La sua visione politica lo portava a collocare, modernamente, gli interessi del Mezzogiorno al centro degli interessi del Paese, e a pensare che fosse necessaria una profonda azione di maturazione politica e democratica del Sud, capace di portare "il Mezzogiorno all'opposizione" di quelle politiche governative che Sereni considerava sbagliate.
Fu Senatore nelle prime tre Legislature e poi Deputato.

Nonostante la sua intensa polemica nei confronti della classe di Governo, in particolare contro la Democrazia cristiana che ne era la principale componente, non mancarono momenti in cui il bene supremo della Nazione spinse Sereni su posizioni più concilianti, con appelli rivolti a tutte le Forze politiche autenticamente democratiche.

Nella seduta del 27 aprile 1956 Sereni, parlando di una "convergenza dottrinale" tra la sua parte politica e la Democrazia cristiana, dichiarò: "I grandi maestri del pensiero marxista italiano, come i maestri del pensiero democratico cristiano, sono stati concordi, fin dagli anni precedenti alla prima guerra mondiale, nel riconoscere che un effettivo progresso agrario, industriale e civile del nostro Paese non può essere realizzato se non si eliminano, sia pure in forme per le quali le proposte sono diverse da parte a parte, certe situazioni di monopolio nel campo della proprietà terriera".

Un secondo punto di convergenza risiedeva poi nella convinzione che, per la realizzazione della riforma agraria, sarebbe stato necessario:
"un incremento, uno sviluppo nel nostro Paese della piccola proprietà terriera".
La convergenza di vedute evidenziata da Sereni su aspetti non irrilevanti della struttura produttiva dell'Italia - un Paese che all'inizio degli anni Cinquanta era ancora essenzialmente agricolo - rappresenta uno dei tratti davvero salienti della sua modernità politica, della sua lungimiranza, della sua capacità di militanza matura e profondamente democratica.

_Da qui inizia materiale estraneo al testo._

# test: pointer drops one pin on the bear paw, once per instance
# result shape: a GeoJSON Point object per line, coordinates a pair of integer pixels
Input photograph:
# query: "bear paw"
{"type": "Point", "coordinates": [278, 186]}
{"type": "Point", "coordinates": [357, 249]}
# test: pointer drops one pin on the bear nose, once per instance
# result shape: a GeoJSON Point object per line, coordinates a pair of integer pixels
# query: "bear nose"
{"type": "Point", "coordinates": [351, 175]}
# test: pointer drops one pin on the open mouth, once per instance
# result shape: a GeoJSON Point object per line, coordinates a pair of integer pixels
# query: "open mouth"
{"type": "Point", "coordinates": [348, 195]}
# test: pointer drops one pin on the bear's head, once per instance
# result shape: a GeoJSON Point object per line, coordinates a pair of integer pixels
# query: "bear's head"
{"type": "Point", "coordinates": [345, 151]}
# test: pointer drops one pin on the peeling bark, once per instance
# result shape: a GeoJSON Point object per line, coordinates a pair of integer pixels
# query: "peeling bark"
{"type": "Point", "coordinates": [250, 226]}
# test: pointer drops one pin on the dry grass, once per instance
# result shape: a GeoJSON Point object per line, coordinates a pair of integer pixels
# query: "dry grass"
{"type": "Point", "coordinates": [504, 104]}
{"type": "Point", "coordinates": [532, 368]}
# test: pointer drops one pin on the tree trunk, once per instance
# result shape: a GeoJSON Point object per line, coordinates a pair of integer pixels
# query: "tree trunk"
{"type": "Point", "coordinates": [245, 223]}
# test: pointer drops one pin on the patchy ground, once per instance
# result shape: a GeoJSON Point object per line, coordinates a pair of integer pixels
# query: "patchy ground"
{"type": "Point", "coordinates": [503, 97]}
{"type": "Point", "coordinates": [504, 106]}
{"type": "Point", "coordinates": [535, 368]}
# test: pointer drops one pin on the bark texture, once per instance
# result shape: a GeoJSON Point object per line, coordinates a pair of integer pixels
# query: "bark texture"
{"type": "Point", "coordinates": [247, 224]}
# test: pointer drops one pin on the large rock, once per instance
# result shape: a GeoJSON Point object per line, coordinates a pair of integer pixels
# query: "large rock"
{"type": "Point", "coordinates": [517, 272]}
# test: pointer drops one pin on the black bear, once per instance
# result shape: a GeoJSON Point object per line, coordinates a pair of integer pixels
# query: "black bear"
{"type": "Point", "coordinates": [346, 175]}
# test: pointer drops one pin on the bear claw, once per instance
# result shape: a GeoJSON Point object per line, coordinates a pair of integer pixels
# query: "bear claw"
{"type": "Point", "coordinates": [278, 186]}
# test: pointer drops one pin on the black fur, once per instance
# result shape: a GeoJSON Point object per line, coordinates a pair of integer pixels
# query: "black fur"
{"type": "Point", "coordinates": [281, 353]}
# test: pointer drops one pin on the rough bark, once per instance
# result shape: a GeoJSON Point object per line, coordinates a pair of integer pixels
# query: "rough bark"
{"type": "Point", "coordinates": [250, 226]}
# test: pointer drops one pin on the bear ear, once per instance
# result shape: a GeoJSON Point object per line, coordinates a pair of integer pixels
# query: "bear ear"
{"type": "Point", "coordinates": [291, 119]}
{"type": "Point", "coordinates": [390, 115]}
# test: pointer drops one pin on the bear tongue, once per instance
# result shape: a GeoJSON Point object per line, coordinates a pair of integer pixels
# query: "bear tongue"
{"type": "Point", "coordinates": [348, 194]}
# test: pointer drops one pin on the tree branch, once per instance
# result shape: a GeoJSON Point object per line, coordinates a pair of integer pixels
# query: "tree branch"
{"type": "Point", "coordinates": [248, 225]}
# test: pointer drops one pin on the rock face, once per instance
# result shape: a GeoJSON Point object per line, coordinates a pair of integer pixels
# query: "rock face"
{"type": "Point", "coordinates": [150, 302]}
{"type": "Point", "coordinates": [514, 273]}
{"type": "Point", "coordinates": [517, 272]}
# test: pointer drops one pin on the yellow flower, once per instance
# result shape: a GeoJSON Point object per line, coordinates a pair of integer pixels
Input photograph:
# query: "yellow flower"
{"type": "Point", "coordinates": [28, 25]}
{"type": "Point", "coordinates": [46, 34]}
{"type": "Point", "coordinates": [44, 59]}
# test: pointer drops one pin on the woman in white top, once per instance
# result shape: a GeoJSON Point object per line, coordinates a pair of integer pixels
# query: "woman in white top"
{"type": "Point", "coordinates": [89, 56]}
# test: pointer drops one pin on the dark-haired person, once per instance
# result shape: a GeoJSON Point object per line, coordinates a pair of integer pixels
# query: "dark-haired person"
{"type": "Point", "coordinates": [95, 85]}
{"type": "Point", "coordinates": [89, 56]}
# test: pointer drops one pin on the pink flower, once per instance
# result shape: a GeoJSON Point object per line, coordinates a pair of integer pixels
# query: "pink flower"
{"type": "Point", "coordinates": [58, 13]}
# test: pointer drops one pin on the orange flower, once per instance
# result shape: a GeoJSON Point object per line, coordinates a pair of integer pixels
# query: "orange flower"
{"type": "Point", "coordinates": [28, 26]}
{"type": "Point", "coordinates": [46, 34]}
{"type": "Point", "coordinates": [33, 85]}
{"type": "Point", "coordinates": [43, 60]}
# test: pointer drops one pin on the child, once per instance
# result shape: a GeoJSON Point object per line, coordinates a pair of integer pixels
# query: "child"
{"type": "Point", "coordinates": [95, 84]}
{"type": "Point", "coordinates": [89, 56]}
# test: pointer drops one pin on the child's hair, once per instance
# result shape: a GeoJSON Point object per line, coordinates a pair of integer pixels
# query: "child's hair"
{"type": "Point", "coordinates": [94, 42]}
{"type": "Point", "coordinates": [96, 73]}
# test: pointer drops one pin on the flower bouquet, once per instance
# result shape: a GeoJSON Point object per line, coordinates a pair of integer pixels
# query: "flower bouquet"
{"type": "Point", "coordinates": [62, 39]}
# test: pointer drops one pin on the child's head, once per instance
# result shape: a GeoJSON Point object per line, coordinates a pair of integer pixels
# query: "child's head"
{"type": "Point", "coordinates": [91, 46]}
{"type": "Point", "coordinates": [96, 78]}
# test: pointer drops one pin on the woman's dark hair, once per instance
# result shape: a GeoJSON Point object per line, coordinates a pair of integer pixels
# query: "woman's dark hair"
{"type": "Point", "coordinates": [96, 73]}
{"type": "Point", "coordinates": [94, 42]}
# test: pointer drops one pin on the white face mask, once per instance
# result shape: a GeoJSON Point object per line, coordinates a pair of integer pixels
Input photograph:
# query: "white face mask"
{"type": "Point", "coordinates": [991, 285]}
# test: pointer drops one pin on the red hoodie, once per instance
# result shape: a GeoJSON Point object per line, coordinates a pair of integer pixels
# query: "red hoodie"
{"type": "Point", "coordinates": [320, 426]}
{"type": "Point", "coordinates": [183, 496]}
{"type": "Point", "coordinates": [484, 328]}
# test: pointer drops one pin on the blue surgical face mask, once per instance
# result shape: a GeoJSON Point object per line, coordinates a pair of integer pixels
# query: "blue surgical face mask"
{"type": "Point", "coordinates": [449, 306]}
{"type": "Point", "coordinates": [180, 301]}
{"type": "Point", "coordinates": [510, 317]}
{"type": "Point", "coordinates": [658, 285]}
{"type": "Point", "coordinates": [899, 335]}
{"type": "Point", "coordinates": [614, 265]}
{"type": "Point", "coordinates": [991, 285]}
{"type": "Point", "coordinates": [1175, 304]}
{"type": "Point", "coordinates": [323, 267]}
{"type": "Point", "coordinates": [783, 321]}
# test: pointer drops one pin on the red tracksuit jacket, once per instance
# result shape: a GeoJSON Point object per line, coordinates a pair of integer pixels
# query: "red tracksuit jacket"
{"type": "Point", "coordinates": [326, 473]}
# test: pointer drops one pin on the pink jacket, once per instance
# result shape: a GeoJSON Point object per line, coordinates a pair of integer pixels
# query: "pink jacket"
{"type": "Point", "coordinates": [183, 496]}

Emilio Sereni fu soprattutto un grande studioso, un uomo di cultura profonda, autore di fondamentali opere scientifiche.
Pur nella brevità di questo mio intervento introduttivo non posso non sottolineare come la sua "Storia del paesaggio agrario italiano" rimanga un'opera basilare, non solo per gli esperti del settore, ma per quanti si avvicinano a comprendere lo spessore della nostra cultura e della nostra civiltà.
Credo che la figura di Emilio Sereni dovrebbe essere riproposta e studiata come quella di uno dei Padri della nostra Repubblica.

L'insegnamento di Sereni è, perciò, un richiamo per tutti ad una responsabilità più alta, ad una politica che non rinunci alle sue peculiarità, ma che, al tempo stesso, sappia operare per la concreta riforma del Paese.
Così facendo arricchiremmo davvero, senza retorica, la linfa delle nostre radici repubblicane e la nostra originale traiettoria democratica.